Outboards steer by turning the engine and pointing the propeller in the direction you want to go. If the prop points to the right the boat turns to the right. If it points to the left you turn left. On some very small outboards you have to turn the outboard around to go in reverse, but most outboards over three horsepower have a reverse gear. Stern drives steer basically the same as outboard engines.
Inboards have a rudder, usually directly behind the propeller that redirects the flow of water from the propeller. To turn to the right you move the rudder to the right and to turn left move the rudder to the left. Rudders are not very effective at slow speeds, so it is easier to maneuver a boat with twin engines, than one with one engine. You can actually use the engines to steer the boat by adjusting the speed of the engines. But, this is an advanced technique that you should learn after you learn the basics.
An important point to remember is that the steering is at the stern, the back end of the boat. So if you turn the steering wheel, or push the tiller on an outboard, the back end of the boat actually moves sideways and the boat pivots on a point near the forward end of the boat. So if you are moving away from a dock, then turn suddenly and accelerate, the back end of the boat will collide with the dock.
Hull shape is also important. A boat with a deep long straight keel will be easier to keep going in straight line. A flat bottom boat will tend to turn left or right without a long skeg or some kind of fin to keep it going straight ahead.
However the boat with a long straight keel is harder to turn and takes more distance to turn than a flat bottom boat.
Most recreational power boats are semi-vee or modified vee. The tend to wiggle at low speeds and require a lot of attention at the wheel to keep them in a straight line. However at planing speeds they have good directional stability. Outboard powered boats with a vee hull tend to turn easily and quickly. Inboards are slow to turn at low speeds. Sterndrive boats are in between that and steer much like an outboard.
Another important point is propellers develop two forces, thrust and torque. Thrust makes the boat go forward (or backward). Torque makes the boat go sideways. A typical boat with one engine and a right hand propeller (spins clockwise) will slip sideways to the right when you apply thrust. This will make the back end tend to skew to the right (turning the boat to the left). This is more pronounced on boats with large engines and big propellers and at slow speeds.
On boats with twin engines, if the left hand engine turns counterclockwise (left hand), the torque cancels out. However, on most outboard and stern drives both propellers turn clockwise (right hand) You can, of course, get boats with twins that turn in opposite directions, and most twin inboards turn in opposite directions. This prevents any side slip and the boat goes in a straight line.
On large single engine boats the side slip can be enough that you have to adjust your course for the amount of slip just as you would for a side wind or current.

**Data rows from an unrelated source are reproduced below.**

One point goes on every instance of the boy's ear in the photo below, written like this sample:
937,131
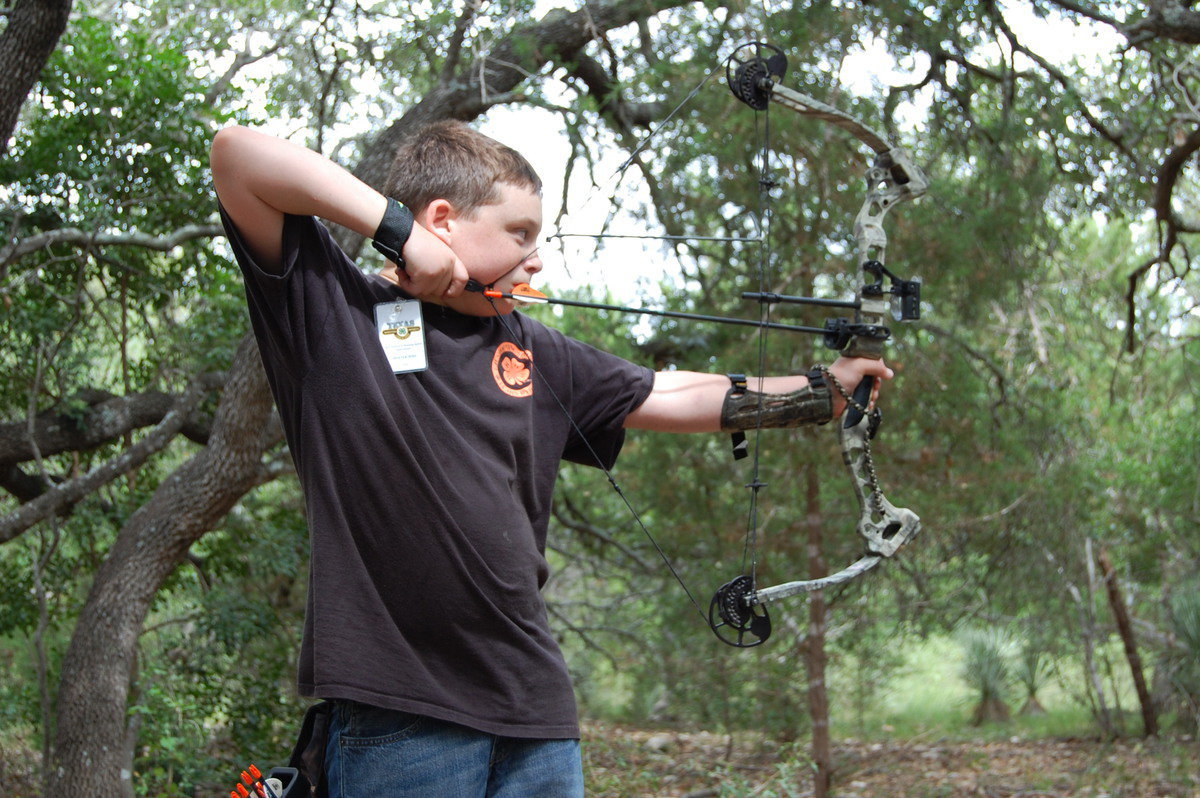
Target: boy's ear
438,217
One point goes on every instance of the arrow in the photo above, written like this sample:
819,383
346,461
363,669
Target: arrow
528,295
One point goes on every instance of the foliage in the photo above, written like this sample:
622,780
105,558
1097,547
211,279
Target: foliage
987,671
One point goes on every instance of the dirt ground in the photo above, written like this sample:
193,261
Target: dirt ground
624,761
636,762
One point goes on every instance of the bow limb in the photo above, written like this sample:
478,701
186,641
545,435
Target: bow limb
737,613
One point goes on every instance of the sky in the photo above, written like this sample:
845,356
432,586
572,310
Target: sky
622,265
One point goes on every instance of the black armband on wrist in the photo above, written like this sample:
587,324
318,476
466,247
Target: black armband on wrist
393,233
745,409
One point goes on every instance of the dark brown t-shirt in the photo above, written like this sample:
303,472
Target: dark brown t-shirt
429,493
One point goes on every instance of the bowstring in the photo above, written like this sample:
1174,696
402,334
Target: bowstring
766,256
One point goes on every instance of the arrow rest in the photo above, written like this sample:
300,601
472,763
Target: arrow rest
733,616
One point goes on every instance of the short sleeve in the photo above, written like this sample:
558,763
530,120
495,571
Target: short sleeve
288,310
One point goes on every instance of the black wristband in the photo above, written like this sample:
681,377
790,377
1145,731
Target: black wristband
393,233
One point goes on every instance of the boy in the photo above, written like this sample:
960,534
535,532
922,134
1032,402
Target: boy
427,447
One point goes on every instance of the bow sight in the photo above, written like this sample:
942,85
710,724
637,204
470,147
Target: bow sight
737,613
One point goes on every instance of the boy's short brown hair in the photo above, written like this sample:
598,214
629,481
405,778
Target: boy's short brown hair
447,160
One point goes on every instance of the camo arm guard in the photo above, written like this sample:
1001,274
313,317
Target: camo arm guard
745,409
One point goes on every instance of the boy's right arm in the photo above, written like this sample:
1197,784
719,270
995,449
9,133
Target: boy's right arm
259,178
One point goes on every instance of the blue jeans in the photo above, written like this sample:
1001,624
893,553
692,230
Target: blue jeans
376,753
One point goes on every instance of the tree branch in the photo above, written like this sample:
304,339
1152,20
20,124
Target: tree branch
105,419
73,490
82,238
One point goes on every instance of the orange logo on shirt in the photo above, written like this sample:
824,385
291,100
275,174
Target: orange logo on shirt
513,370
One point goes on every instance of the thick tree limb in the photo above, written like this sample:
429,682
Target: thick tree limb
89,754
609,99
103,421
558,37
1167,19
71,491
27,42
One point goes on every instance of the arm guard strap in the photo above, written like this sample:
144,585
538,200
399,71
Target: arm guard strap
393,233
745,409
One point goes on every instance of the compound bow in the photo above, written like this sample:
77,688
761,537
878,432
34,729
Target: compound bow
738,613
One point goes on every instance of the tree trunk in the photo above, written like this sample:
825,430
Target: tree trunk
1087,612
25,45
1149,715
90,756
815,657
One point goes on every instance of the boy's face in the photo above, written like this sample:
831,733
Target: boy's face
498,244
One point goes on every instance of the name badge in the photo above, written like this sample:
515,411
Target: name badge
401,333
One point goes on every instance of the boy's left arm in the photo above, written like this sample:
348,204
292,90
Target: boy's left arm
687,401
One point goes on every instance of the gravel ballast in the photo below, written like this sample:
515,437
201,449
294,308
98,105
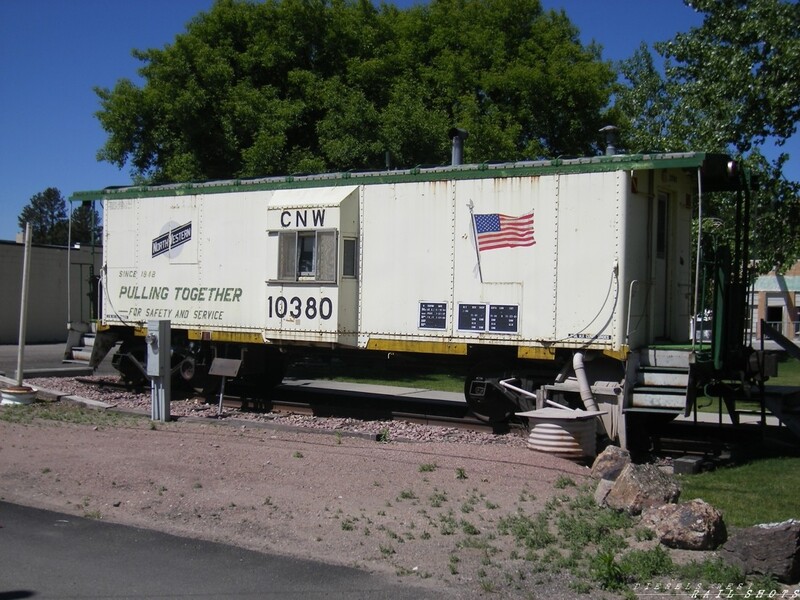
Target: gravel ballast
427,506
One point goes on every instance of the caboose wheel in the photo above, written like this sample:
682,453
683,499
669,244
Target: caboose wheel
130,361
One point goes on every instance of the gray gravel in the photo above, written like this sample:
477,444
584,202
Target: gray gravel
197,407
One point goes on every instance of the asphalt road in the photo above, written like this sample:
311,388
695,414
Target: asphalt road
46,554
41,359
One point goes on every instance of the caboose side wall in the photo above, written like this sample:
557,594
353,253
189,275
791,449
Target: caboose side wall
305,309
420,282
587,261
182,258
657,278
425,283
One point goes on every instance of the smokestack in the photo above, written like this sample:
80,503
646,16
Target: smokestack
611,139
457,137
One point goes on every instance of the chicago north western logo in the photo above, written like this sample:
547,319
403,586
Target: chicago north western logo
172,239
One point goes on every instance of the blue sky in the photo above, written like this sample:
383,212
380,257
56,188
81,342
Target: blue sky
54,52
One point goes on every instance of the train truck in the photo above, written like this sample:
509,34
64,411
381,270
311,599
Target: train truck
555,282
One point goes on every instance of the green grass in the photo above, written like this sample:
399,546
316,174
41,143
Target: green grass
761,491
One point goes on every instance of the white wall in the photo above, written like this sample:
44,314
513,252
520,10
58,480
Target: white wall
47,301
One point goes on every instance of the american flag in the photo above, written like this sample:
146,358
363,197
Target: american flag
501,231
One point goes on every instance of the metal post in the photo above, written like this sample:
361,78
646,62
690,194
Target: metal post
159,346
23,309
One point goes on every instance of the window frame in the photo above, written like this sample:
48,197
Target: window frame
324,270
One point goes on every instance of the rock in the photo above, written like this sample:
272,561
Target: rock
693,525
610,462
642,486
770,549
601,491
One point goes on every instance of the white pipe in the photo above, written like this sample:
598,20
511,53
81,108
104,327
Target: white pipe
583,381
23,308
697,251
505,384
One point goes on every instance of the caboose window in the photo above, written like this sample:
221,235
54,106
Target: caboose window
350,259
307,256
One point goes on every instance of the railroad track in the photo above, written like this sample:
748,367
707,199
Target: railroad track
323,402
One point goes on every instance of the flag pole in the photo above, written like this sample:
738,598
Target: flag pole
475,239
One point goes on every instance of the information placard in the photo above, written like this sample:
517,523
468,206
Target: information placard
504,318
472,317
432,315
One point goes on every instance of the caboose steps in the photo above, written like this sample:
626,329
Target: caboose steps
661,397
661,381
664,376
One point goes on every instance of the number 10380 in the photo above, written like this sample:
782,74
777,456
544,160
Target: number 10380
296,307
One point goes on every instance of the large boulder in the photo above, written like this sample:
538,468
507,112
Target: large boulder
642,486
610,462
770,549
693,525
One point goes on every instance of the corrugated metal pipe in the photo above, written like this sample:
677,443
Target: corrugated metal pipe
457,138
583,381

If you are just learning, or have a new boat, you should practice with the boat and get used to it's handling characteristics . A good way to do this is go out in the middle of the lake, or some other place where there is not a lot of boat traffic, and throw a buoy or anything else that floats, over the side. Then practice approaching it without hitting it. Do this from different directions to learn how your boat handles with the wind coming from different directions. It will also help you to learn how far the boat will carry after you shut off the power.
This is also a good way to learn how to handle your sailboat without an engine. Docking a sailboat without an engine is particularly difficult and this is a good way to practice.